For those that have never been owned by an Irish Wolfhound it hard to understand the crowds they draw. A simple walk can turn into a production with you and your hound as the stars on a stage. I often feel like I have one of the Kardashians on the end of the lead.
Those that are owned by Hounds know all to well what it is like to walk a Super Star.
So what’s like to have a living legend at the end of your lead? A lot like the following:
Ready to walk my Hound, walking shoes on, lead on, let’s go……….nope……..STOP.
“Yep she is big.”
“She’s an Irish Wolfhound.”
“She’s so-many years old.”
“Yes she eats a lot.”
“They are a very ancient breed with a colourful history.”
and of course” No she does not have a saddle.”
blah blah blah……
Those that don’t talk to you can be heard saying the following in distance
“Look at that dog!?!?!”, “OH MY GOD!! Did see the size of that thing?!?!?!?”
“Looks like a lama, alpaca, werewolf, bear, sheep, horse, Great Dane cross sheepdog.” Trust me I have heard all of these.
Most of this happens in the car park as you getting the Hound out of the car. A simple 30 minute walk on the beach now takes up to 2 hours. The walking is done is 10 step spurts, before the next curious person stops you to talk to your dog.
At times I have had long and in-depth conversation with people who otherwise would not give me a second glance.
I understand people’s amazement at this breed. I have shared my life and soul with 2 over the past 12 years and I am still amazed by them daily. I would also be the first to walk up to another Irish Wolfhound owner and start chatting. So I get it and I accept it. I’ve realised I don’t walk a dog, I walk a furry people magnet.
What I wonder is – do these Hounds search us out for this reason? To become their voices and in turn teach others about them as they teach us. Why us?
I’m generally quite shy, (for those that know me, stop laughing!) I can be outspoken online, after all I’m hiding behind a computer and no one would know me if they fell over me. But I’m the last person to want to be the centre of attention. Around my friends and family, sure I’m obnoxious, but around strangers completely different. But put my Hound beside me and I don’t mind the attention we draw.
Over the years I have had some amazing conversations with these curious strangers. I have been able to not only share my knowledge about this breed but I have also been able to bask in the spell these giants cast over everyone they meet.
I have been stopped by young and old, the upper class and the homeless. I have been asked by police officers if they can take a photo with them, Life Guards have lined up with my last girl to get photo’s in front of the Life Guard tower. Along with the family photos, kids and of course the tiny dog standing beside the giant shots. People I have never met before and will never meet again have my Hounds inside their family photo albums.
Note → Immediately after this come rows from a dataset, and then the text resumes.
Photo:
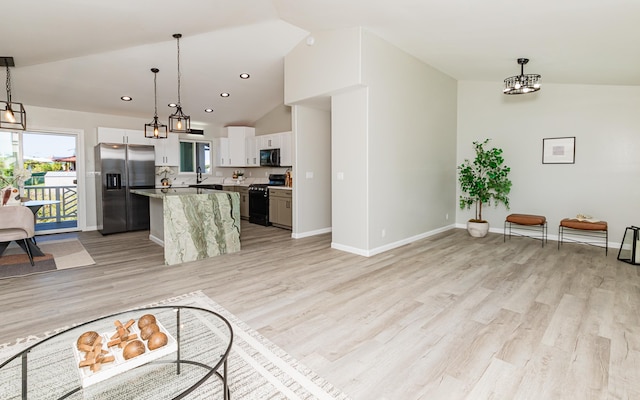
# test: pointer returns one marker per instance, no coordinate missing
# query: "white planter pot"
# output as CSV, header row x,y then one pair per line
x,y
478,229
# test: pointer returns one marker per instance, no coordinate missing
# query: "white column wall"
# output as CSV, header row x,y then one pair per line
x,y
350,171
411,145
311,171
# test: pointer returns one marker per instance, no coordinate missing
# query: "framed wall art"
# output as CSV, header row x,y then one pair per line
x,y
559,150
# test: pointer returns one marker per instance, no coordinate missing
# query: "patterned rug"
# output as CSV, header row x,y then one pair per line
x,y
258,369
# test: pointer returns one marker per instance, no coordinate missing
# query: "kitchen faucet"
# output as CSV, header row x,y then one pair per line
x,y
199,175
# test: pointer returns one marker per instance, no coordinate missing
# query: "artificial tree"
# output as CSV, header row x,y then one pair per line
x,y
485,180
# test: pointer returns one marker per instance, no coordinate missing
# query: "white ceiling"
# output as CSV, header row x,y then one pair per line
x,y
84,54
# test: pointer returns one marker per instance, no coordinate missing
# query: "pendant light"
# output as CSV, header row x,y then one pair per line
x,y
178,121
13,116
522,84
155,130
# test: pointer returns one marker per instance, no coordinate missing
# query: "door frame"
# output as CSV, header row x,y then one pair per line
x,y
80,170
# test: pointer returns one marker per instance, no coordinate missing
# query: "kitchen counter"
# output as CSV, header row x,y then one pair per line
x,y
193,223
161,193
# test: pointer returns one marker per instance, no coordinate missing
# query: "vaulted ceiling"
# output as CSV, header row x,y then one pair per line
x,y
85,54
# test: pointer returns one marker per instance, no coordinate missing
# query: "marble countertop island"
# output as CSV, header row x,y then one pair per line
x,y
193,223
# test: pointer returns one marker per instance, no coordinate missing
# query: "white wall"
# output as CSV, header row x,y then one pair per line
x,y
411,142
276,120
312,155
324,63
393,137
350,159
602,182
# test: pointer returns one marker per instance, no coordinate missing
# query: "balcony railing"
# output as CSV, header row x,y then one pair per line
x,y
59,215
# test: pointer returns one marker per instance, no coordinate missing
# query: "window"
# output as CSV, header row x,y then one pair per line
x,y
195,154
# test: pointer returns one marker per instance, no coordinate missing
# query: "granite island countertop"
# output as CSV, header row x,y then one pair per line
x,y
193,223
173,191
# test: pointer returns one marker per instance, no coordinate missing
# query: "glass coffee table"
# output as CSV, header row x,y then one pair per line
x,y
198,346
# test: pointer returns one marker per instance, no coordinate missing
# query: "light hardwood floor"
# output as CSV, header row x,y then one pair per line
x,y
448,317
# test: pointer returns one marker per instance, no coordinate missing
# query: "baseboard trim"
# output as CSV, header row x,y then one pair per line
x,y
311,233
390,246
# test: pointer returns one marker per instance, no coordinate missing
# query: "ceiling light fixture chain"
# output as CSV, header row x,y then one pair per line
x,y
155,130
177,36
8,84
13,115
523,83
178,121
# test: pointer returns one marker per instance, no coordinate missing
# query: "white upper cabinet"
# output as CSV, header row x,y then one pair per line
x,y
222,152
167,150
271,141
286,149
237,144
126,136
231,150
251,150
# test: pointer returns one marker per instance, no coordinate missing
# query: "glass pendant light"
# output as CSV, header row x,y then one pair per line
x,y
155,130
12,114
178,121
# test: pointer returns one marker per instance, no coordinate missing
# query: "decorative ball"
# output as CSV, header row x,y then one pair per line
x,y
87,339
133,349
146,320
158,339
148,330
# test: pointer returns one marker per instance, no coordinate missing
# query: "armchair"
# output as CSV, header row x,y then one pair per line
x,y
17,223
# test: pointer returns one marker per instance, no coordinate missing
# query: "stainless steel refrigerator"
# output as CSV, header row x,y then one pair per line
x,y
120,168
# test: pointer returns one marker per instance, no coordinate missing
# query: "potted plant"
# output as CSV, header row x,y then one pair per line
x,y
484,181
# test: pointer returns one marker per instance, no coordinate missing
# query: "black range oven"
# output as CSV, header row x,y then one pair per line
x,y
259,199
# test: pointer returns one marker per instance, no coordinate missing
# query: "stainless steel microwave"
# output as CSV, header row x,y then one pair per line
x,y
270,158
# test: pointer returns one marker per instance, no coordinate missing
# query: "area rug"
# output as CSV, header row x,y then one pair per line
x,y
258,369
59,254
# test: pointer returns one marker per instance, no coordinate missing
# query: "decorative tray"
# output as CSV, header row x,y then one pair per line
x,y
120,364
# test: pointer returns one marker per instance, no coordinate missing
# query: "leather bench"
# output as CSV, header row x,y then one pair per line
x,y
584,229
526,222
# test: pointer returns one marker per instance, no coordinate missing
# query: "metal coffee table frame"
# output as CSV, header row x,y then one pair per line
x,y
213,370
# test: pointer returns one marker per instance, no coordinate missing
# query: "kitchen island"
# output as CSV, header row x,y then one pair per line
x,y
193,223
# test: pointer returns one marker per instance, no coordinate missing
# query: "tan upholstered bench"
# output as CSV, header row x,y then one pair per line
x,y
584,229
526,222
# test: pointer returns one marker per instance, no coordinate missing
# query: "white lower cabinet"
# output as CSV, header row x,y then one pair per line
x,y
280,201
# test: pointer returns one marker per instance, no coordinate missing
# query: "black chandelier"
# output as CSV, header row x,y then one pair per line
x,y
13,116
154,129
178,121
523,83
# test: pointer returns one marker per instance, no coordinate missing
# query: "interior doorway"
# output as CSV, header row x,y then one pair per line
x,y
52,189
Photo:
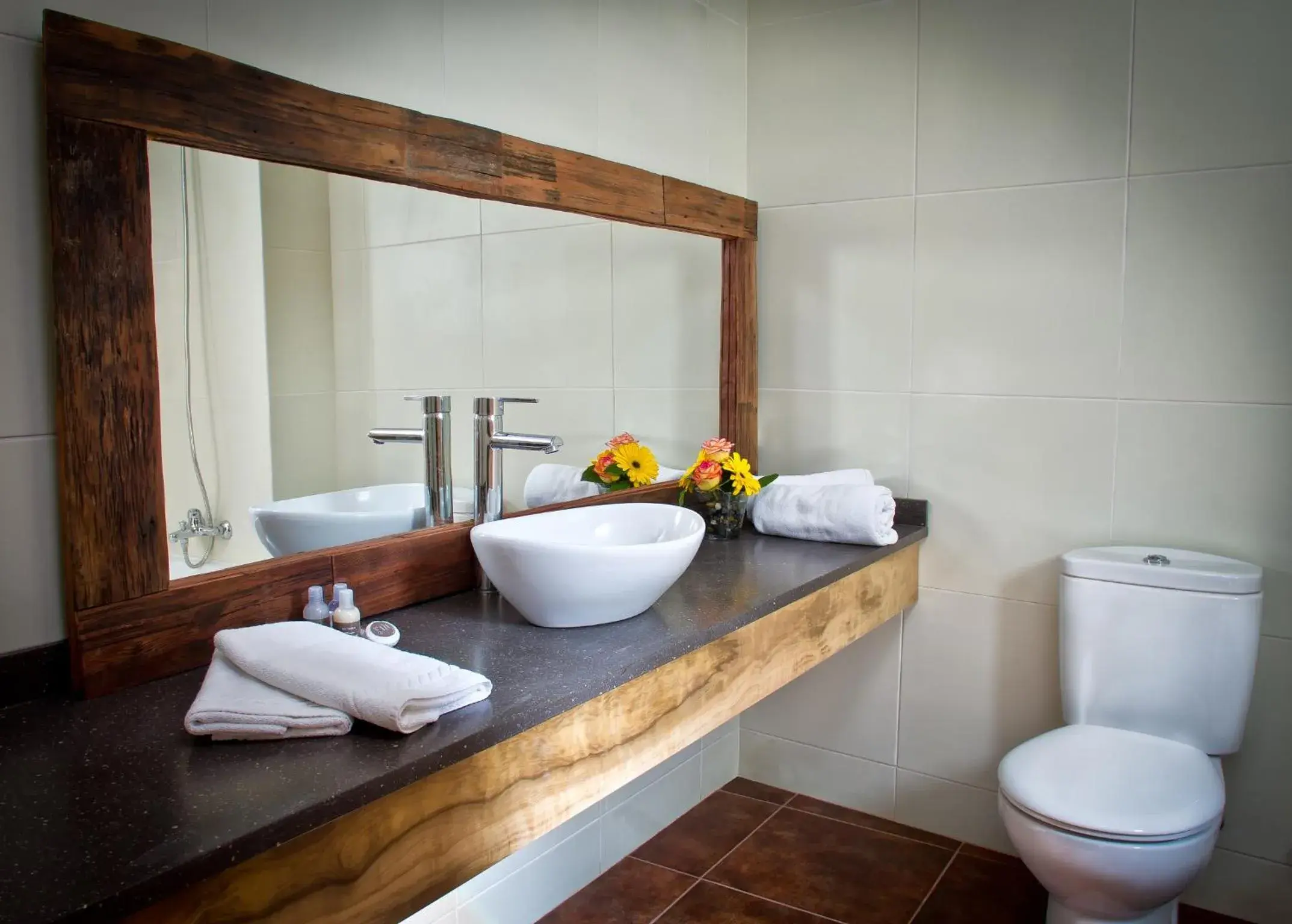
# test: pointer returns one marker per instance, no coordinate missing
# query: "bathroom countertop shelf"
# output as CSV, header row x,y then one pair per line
x,y
109,805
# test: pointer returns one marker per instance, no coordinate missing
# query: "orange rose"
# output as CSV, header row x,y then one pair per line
x,y
707,475
600,466
717,449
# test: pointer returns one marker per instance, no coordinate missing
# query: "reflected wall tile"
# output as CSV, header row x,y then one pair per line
x,y
667,308
524,69
804,432
835,297
547,308
980,676
427,316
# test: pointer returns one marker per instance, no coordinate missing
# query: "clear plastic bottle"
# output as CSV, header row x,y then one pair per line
x,y
347,617
317,609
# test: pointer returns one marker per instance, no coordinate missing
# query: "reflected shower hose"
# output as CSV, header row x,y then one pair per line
x,y
188,370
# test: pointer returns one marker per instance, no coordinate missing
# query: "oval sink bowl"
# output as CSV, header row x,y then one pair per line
x,y
338,517
590,565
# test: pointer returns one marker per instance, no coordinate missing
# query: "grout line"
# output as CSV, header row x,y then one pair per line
x,y
935,887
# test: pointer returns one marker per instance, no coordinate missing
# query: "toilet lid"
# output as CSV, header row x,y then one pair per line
x,y
1114,783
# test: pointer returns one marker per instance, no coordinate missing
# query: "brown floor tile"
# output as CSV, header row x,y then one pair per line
x,y
976,890
769,794
706,834
631,892
867,821
708,904
835,870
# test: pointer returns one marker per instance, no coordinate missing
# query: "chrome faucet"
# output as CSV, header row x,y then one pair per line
x,y
490,442
437,457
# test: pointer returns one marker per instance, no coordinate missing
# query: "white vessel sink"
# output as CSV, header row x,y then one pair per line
x,y
321,520
590,565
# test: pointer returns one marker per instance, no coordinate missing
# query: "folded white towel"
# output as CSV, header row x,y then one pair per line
x,y
394,689
552,484
233,704
830,513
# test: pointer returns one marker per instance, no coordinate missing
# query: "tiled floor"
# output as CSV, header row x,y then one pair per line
x,y
753,853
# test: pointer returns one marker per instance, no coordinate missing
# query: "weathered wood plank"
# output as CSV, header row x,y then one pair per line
x,y
380,864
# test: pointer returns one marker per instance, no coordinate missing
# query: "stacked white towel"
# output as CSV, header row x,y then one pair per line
x,y
552,484
830,507
339,675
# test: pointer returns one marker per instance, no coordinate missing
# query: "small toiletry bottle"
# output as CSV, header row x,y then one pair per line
x,y
347,617
317,611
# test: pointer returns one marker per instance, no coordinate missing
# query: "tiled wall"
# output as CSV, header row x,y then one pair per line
x,y
1027,260
660,84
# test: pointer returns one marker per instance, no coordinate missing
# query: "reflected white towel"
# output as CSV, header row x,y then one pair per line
x,y
552,484
829,513
394,689
233,704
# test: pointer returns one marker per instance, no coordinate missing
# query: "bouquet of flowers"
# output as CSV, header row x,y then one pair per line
x,y
625,463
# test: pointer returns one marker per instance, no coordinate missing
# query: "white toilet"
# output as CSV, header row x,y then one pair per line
x,y
1118,812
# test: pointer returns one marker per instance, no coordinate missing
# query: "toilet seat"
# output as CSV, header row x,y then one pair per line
x,y
1114,785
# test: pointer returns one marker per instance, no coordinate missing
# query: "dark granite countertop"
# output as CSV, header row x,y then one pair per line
x,y
107,805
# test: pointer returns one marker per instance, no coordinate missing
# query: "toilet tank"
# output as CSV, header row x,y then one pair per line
x,y
1161,641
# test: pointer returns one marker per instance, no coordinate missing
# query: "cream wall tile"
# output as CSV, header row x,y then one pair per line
x,y
1258,890
1207,280
548,308
427,316
667,308
525,69
951,809
1020,291
980,676
847,703
29,569
823,774
299,321
584,419
1017,93
1212,79
389,52
672,422
652,60
1214,478
629,825
835,300
726,119
175,20
403,215
802,432
1259,805
842,128
1016,482
25,340
295,207
303,433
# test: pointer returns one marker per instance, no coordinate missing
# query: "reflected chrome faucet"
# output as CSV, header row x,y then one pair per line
x,y
437,459
490,442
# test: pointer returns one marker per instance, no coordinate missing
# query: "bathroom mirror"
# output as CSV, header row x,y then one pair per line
x,y
312,306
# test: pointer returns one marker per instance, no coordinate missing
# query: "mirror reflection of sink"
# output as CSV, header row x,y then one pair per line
x,y
338,517
590,565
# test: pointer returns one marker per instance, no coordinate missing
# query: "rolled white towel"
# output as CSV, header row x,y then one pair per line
x,y
394,689
233,704
552,484
830,513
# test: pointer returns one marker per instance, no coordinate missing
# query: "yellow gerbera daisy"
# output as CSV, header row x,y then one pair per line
x,y
637,463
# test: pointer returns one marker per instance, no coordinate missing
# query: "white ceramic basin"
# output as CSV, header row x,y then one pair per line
x,y
321,520
590,565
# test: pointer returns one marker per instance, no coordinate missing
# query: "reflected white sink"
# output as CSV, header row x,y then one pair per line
x,y
338,517
590,565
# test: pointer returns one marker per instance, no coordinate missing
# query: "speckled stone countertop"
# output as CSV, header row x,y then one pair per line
x,y
107,805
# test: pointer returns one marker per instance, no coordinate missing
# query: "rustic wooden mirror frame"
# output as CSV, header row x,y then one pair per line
x,y
108,92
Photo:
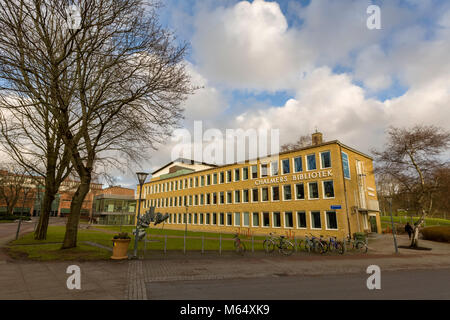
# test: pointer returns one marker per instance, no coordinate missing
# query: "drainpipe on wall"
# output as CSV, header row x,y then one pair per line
x,y
345,192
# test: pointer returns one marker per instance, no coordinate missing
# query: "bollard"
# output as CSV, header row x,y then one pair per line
x,y
165,243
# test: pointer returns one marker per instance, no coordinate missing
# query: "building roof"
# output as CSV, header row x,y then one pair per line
x,y
213,166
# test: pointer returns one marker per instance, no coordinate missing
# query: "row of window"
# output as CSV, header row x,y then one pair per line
x,y
290,219
244,173
262,194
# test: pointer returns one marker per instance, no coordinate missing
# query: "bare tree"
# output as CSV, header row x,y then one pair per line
x,y
303,141
13,180
113,83
410,157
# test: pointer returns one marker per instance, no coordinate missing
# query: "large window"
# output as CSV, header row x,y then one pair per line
x,y
345,165
229,195
301,219
246,219
228,175
266,219
237,174
274,167
331,220
299,191
325,159
245,196
275,193
237,219
255,219
255,195
254,172
316,223
328,189
276,219
237,196
245,173
229,219
313,190
264,194
263,170
286,166
287,194
288,220
311,162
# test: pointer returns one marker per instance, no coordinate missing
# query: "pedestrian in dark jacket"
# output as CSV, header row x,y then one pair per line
x,y
409,229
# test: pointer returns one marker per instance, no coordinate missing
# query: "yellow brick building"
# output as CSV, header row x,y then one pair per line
x,y
325,189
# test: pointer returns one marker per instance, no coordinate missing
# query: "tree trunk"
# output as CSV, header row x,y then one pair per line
x,y
70,238
41,229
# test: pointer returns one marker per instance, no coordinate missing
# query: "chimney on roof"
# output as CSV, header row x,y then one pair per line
x,y
316,138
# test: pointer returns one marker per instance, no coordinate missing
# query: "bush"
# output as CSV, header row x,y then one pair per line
x,y
437,233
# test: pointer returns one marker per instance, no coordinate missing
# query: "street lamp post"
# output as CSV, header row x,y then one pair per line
x,y
141,177
392,224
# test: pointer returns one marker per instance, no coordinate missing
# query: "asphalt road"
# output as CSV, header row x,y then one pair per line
x,y
410,284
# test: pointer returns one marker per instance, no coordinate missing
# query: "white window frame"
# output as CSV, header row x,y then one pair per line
x,y
320,156
307,163
273,220
283,192
234,219
297,220
271,193
326,220
318,192
268,197
310,220
282,167
284,219
323,189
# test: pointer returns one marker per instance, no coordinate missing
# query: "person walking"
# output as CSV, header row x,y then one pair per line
x,y
409,229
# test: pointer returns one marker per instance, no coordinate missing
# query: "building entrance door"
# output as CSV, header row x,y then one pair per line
x,y
373,224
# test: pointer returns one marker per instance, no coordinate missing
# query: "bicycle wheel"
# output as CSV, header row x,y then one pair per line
x,y
269,245
287,248
361,247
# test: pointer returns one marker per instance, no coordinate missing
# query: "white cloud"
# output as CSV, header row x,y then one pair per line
x,y
248,46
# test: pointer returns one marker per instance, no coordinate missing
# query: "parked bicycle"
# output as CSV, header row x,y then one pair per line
x,y
284,246
357,244
239,246
335,245
315,244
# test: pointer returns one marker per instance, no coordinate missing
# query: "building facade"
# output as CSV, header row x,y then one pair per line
x,y
325,189
114,206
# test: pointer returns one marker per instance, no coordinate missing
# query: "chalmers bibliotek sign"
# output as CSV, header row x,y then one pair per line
x,y
296,177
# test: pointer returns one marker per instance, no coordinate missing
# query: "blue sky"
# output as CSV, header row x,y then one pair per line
x,y
298,65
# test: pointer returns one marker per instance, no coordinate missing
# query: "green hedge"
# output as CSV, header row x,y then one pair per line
x,y
437,233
So it’s not just one group of people it’s EVERYONE that wants to share in the amazing grace of these animals. I live in a small country town, my vet has only ever treated a couple of other Wolfhounds besides mine in his twenty years, so I thought it was just a small town thing. NO, this phenomena is worldwide, similar stories from other Irish Wolfhound owners have echoed my own over and over again. These guys are furry Super Stars.
Don’t get me wrong, I have gritted my teeth on more than one occasion when some has asked “have ya got a saddle for that thing” Hence the reason I had a shirt made with “NOPE….No saddle!!” on the front. But overall I’ve learned to enjoy it and look at it like I am doing my bit for this breed by educating those not lucky enough to have met one before. Let alone have their world and heart turned upside down by one daily.
My last girl Moke could have her occasional “no strangers please” day, but usually only in summer and when it meant standing in the sun. Even then she was always gentle, she would just shove her head between my legs and give the stranger her bum as if to say “if you must pat me, please let me introduce my butt”. She would always let people hold her lead while I took a photo of them with her, but as soon as I handed back their camera she would be back by my side and ready to move on. So I think they get use to the attention and also truly enjoy their star status.
So as I start on another (hopefully) ten years with my Keva, I start at the beginning again
“Yes – she is big.”
“No – she’s just a puppy.”
“Yes – She will grow more.”
“She’s an Irish Wolfhound.”
and with great pleasure – “Yes you may pat her.”
I just go with the flow! Why not let the stranger standing before me share in the light these hounds radiate. I get my girl 24/7 whereas for these poor souls it may be the only Wolfhound encounter of their lives.
So to end, let me pose a question. What would happen if every person in the world owned a Irish Wolfhound? Would we all talk to each other? Would barriers forever be broken? Would class and stereotypes be no more? Would wars be ended? As I’ve talked with ALL, from Bikers to babies, Priests to the wild and spirited. I’ve shared stories with people of all races and faiths. I have laughed and spent hours at complete peace with these strangers that I will never see again. In fact if I added up the hours I speak to strangers about my dog would it be more than I speak to some family and friends??
So maybe we need to start a peaceful revolution (I know huge oxymoron there) and convince the world – “A Hound for every Man, Woman and Child!!!”